Une étude révèle que la majorité des plongeurs touchent les récifs coralliens une fois toutes les quatre minutes, et 60 % de ces contacts sont accidentels. La surconfiance est un facteur critique : 75 % des plongeurs se croient meilleurs que la moyenne pour éviter les impacts, mais touchent le récif cinq fois plus qu'ils ne l'estiment. Voir la faune sauvage double les contacts accidentels, et dans les zones très fréquentées, les dégâts cumulés sont graves.
Technologie de flottabilité : capteurs et réalité augmentée pour réduire l'impact 🤿
La solution technique passe par l'amélioration de l'entraînement avec des capteurs de flottabilité et la réalité augmentée. Des dispositifs comme les ordinateurs de plongée avec alarmes de profondeur et accéléromètres peuvent alerter le plongeur des mouvements brusques. Les systèmes de réalité virtuelle permettent de pratiquer des techniques de contrôle sans risque. 15 % des plongeurs ne touchent jamais le récif, ce qui prouve qu'avec une meilleure régulation et des outils de simulation, le problème peut être corrigé. La clé est d'automatiser le retour d'information en temps réel.

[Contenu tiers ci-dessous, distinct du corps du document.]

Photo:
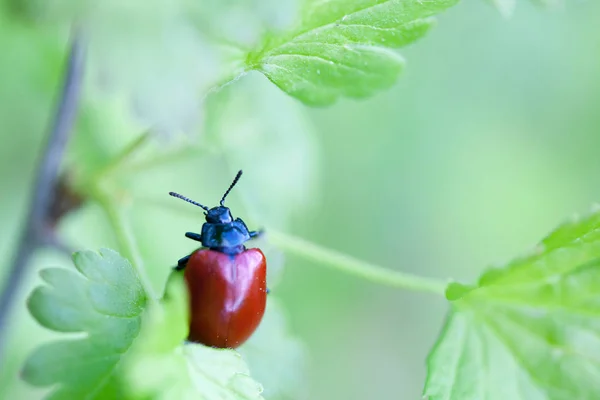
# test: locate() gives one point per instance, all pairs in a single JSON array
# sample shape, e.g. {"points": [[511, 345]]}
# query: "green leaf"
{"points": [[506, 7], [275, 357], [530, 330], [103, 302], [163, 367], [343, 48]]}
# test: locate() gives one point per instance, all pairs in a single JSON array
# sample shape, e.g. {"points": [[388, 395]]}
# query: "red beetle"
{"points": [[227, 283]]}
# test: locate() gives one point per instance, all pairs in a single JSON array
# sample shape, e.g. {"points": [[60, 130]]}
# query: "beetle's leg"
{"points": [[194, 236], [255, 234], [182, 263]]}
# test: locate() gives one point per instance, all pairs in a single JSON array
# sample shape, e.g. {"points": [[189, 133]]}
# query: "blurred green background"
{"points": [[487, 142]]}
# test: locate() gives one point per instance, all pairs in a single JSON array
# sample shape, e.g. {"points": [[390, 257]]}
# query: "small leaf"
{"points": [[275, 357], [103, 301], [530, 330], [506, 7], [163, 367], [342, 48]]}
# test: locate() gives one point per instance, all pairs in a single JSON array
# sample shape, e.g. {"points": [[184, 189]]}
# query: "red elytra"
{"points": [[228, 295]]}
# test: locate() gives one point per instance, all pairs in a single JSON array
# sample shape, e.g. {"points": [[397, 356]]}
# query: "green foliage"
{"points": [[116, 358], [342, 48], [162, 367], [104, 301], [529, 330]]}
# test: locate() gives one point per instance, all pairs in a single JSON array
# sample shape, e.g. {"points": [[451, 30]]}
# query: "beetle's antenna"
{"points": [[188, 200], [237, 178]]}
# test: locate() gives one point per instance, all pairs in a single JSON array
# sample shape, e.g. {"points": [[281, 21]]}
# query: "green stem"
{"points": [[125, 240], [354, 266]]}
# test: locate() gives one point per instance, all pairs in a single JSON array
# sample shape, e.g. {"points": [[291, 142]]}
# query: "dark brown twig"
{"points": [[36, 229]]}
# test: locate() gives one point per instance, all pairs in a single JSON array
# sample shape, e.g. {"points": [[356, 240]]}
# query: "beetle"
{"points": [[226, 281]]}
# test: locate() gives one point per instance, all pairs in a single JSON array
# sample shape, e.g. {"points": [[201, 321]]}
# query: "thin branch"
{"points": [[351, 265], [36, 228]]}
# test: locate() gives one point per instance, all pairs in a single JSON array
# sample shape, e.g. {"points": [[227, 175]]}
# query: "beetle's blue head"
{"points": [[219, 215], [216, 215]]}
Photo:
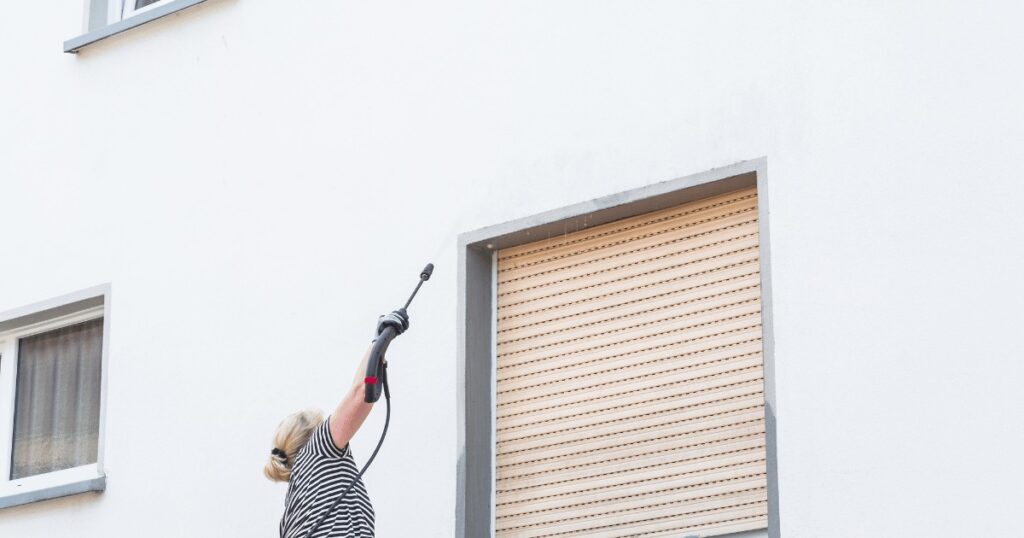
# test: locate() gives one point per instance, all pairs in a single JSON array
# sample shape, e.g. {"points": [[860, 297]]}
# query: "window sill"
{"points": [[54, 485], [74, 44]]}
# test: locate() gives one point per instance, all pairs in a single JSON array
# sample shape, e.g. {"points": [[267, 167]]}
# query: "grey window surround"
{"points": [[474, 477], [73, 45], [98, 484], [47, 309]]}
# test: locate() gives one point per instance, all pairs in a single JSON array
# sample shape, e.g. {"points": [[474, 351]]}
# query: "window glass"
{"points": [[56, 414]]}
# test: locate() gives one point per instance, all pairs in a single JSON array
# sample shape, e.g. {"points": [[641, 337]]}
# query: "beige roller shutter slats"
{"points": [[630, 380]]}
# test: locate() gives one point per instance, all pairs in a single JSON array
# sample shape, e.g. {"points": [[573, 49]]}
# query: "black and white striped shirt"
{"points": [[321, 471]]}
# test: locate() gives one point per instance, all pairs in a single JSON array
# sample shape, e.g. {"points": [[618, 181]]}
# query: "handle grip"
{"points": [[375, 365]]}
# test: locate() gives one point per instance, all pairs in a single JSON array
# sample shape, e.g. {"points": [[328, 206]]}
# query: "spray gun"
{"points": [[376, 380], [393, 325]]}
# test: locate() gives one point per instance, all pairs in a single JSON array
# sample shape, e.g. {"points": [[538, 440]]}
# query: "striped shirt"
{"points": [[321, 471]]}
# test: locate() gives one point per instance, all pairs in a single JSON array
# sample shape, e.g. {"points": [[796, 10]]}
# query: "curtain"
{"points": [[56, 414]]}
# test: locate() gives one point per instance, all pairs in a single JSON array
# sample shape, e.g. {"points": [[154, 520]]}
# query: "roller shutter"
{"points": [[629, 377]]}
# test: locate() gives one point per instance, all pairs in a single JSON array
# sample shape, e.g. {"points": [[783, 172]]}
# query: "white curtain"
{"points": [[56, 415]]}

Le plongeur confiant : croit flotter comme une plume, mais pèse comme une ancre 🐠
L'étude révèle également que voir un poisson-clown décuple la maladresse. Le plongeur, convaincu de sa maîtrise, oublie ses palmes et se lance pour saluer le récif. La surconfiance est telle que beaucoup croient toucher moins qu'une méduse, mais leurs palmes laissent plus de traces qu'un bulldozer. Si au moins la moitié de ces contacts étaient intentionnels, on pourrait appeler cela du vandalisme ; comme ils sont accidentels, on appelle cela de la plongée avec ego.